Stand with your people in anxiety, honest and kind in word and deed.
Dietrich Bonhoeffer certainly faced trouble, derision, evil. In some ways his is the iconic response to evil in our time. Bonhoeffer lived and taught a non-religious Christian worldliness. Here is good news. We face the world free from the world. He knew that fundamentalism feeds on deep anxiety. To face the world in a free way, we need to face down our anxieties and face up to our challenges. Hence, Bonhoeffer faced trouble, derision, evil by facing the world freely, facing down anxieties, and facing up to responsibilities. “Only those who are obedient believe, and only those who believe are obedient” (Discipleship, 63). We recognize Christian truth “solely through the free experiment in living” (DBW 11, 415). He taught that there is no reality that is not Christ. “Christ is the center and power of the Bible, of the church, of theology, but also of humanity, reason, justice, and culture” (Ethics, 341). Luther began with Romans, but Bonhoeffer began with Matthew. Luther began with Paul, but Bonhoeffer began with Jesus. While Luther began with the obedience of faith, Bonhoeffer began with the faith of obedience. While Luther began with the faith of Abraham, Bonhoeffer began with the lilies of the field: ‘do not be anxious about tomorrow, tomorrow will be anxious for itself. Let the day’s own trouble be sufficient for the day.’
Have you read Bonhoeffer recently? My seminary roommate and I discovered midway through our first year that we were living in the room Bonhoeffer inhabited at Union Theological Seminary in 1931. If you travel light, you can meet life, and meet it square. You can face the world, free from the world. Months before the hanging, he was able to write (found in your hymnal, 517):
By gracious powers so wonderfully sheltered
And confidently waiting come what may
We know that God is with us night and morning
And never fails to greet us each new day
He is not Shakespeare, and I am not Kierkegaard and you are not Bonhoeffer, but we are alive today, to meet the day’s own trouble.
Stand with your people in defeat, honest and kind in word and deed.
Remind them of their own best past.
I hear Howard Thurman!
“The ocean and the night together surrounded my little life with a reassurance that could not be affronted by the behavior of human beings,” wrote Thurman. “The ocean at night gave me a sense of timelessness, of existing beyond the reach of the ebb and flow of circumstances. Death would be a minor thing, I felt, in the sweep of that natural embrace.”

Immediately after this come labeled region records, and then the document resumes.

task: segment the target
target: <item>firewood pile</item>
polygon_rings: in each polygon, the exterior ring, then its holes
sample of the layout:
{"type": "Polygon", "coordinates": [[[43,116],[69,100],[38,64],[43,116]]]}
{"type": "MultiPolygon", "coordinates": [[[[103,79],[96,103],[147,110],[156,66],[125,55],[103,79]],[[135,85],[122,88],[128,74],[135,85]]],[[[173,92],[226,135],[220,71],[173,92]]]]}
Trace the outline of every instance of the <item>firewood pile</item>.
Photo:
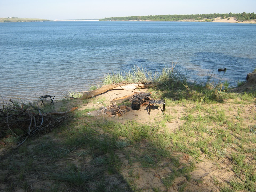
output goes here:
{"type": "Polygon", "coordinates": [[[151,99],[151,94],[150,93],[135,92],[129,95],[113,99],[110,102],[112,104],[108,107],[103,107],[100,109],[103,114],[112,115],[113,117],[123,116],[126,113],[131,110],[132,109],[125,105],[118,106],[117,104],[129,101],[132,103],[136,103],[139,106],[148,105],[151,99]]]}
{"type": "Polygon", "coordinates": [[[5,103],[0,108],[0,138],[6,134],[17,137],[19,141],[17,147],[29,137],[44,134],[57,127],[66,118],[64,115],[78,107],[66,112],[45,113],[39,108],[22,104],[21,107],[13,102],[5,103]],[[53,115],[62,115],[61,117],[53,115]]]}

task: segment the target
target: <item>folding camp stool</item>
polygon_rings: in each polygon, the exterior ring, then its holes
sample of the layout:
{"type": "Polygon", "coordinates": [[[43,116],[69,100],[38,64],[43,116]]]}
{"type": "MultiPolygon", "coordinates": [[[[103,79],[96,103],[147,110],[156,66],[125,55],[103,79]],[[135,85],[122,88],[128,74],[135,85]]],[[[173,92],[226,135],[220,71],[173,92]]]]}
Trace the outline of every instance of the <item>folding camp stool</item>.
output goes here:
{"type": "Polygon", "coordinates": [[[43,96],[40,96],[39,97],[40,98],[41,101],[42,101],[42,103],[41,104],[41,105],[42,105],[42,104],[43,104],[44,106],[45,106],[45,104],[43,103],[43,99],[45,98],[47,98],[47,97],[50,97],[51,98],[51,103],[50,103],[50,104],[52,103],[53,104],[54,104],[54,103],[53,103],[53,99],[54,99],[54,98],[55,97],[55,95],[44,95],[43,96]],[[51,98],[52,97],[53,97],[53,98],[52,99],[51,98]],[[43,99],[42,99],[42,98],[43,99]]]}
{"type": "Polygon", "coordinates": [[[149,101],[149,113],[150,115],[150,112],[151,111],[151,107],[150,107],[150,105],[153,105],[154,104],[158,104],[158,105],[162,105],[163,107],[163,113],[165,113],[165,100],[164,99],[161,99],[161,100],[150,100],[149,101]]]}

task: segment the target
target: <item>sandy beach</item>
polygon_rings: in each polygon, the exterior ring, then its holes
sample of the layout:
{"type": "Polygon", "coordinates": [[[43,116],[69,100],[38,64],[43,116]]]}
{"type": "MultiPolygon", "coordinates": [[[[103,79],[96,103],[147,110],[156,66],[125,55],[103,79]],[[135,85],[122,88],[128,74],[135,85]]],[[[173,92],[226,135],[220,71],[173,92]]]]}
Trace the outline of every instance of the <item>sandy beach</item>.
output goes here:
{"type": "MultiPolygon", "coordinates": [[[[214,22],[219,23],[256,23],[256,20],[250,20],[249,21],[245,21],[243,22],[240,22],[237,21],[235,19],[235,18],[229,17],[225,19],[222,19],[221,17],[217,17],[214,19],[214,20],[212,22],[214,22]]],[[[183,19],[179,21],[177,21],[179,22],[204,22],[206,19],[204,19],[201,20],[195,20],[194,19],[183,19]]]]}

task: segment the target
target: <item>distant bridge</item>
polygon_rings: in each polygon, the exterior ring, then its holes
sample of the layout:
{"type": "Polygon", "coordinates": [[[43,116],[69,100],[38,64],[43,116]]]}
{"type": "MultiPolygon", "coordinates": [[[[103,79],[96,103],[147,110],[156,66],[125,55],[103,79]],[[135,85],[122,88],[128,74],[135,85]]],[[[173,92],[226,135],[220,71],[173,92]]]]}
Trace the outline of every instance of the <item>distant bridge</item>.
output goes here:
{"type": "Polygon", "coordinates": [[[67,19],[66,20],[59,20],[56,19],[54,21],[98,21],[99,20],[88,20],[87,19],[67,19]]]}

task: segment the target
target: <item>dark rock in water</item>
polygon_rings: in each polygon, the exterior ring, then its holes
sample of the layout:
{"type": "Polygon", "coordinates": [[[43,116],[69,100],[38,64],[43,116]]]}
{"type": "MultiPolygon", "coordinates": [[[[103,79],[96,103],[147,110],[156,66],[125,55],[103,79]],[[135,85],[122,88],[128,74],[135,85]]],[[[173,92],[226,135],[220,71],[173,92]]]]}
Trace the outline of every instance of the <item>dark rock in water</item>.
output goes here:
{"type": "Polygon", "coordinates": [[[226,70],[227,69],[226,68],[224,68],[224,69],[220,68],[218,69],[218,71],[226,71],[226,70]]]}

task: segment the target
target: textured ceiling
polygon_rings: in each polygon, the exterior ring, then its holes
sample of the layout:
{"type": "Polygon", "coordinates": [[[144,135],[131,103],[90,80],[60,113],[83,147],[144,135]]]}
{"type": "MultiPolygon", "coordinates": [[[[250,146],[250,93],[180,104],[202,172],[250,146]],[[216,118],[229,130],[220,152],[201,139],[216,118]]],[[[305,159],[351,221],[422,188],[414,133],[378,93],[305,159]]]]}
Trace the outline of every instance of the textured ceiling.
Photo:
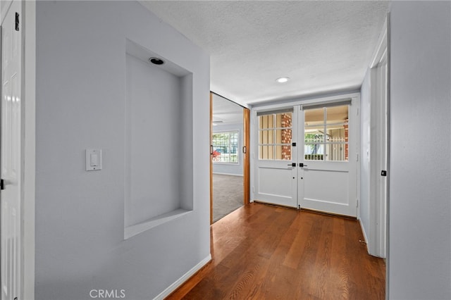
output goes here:
{"type": "Polygon", "coordinates": [[[211,91],[249,106],[358,88],[388,1],[140,1],[211,56],[211,91]],[[290,80],[280,84],[276,78],[290,80]]]}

Sursum Corda! Face the world. Free from the world.
And brush away the day’s own trouble…
Our new president seems to take life as it comes. He travels light. Do not be anxious about tomorrow. Tomorrow will be anxious for itself.
Last fall, there was some trouble, a day’s trouble. He was roundly criticized. Most criticism, by the way, has some truth in it. I think it was around the time of the great ‘lipstick on a pig’ incident, but my memory fades and fails.
The next day he stood before the cameras. He spoke and smiled. Sometimes a smile is better than a word. Then he took his right hand, as I am doing now, and he brushed it, knuckles down, across his left shoulder. Try it…when you get home. I mean, we aren’t going to get all slobbery with you, we wouldn’t presume to enter your personal space and suggest you try it right here (though you can if you want). Brush it away, the day’s own trouble. Sweep it away, the day’s own trouble. Flick it away, the day’s own trouble.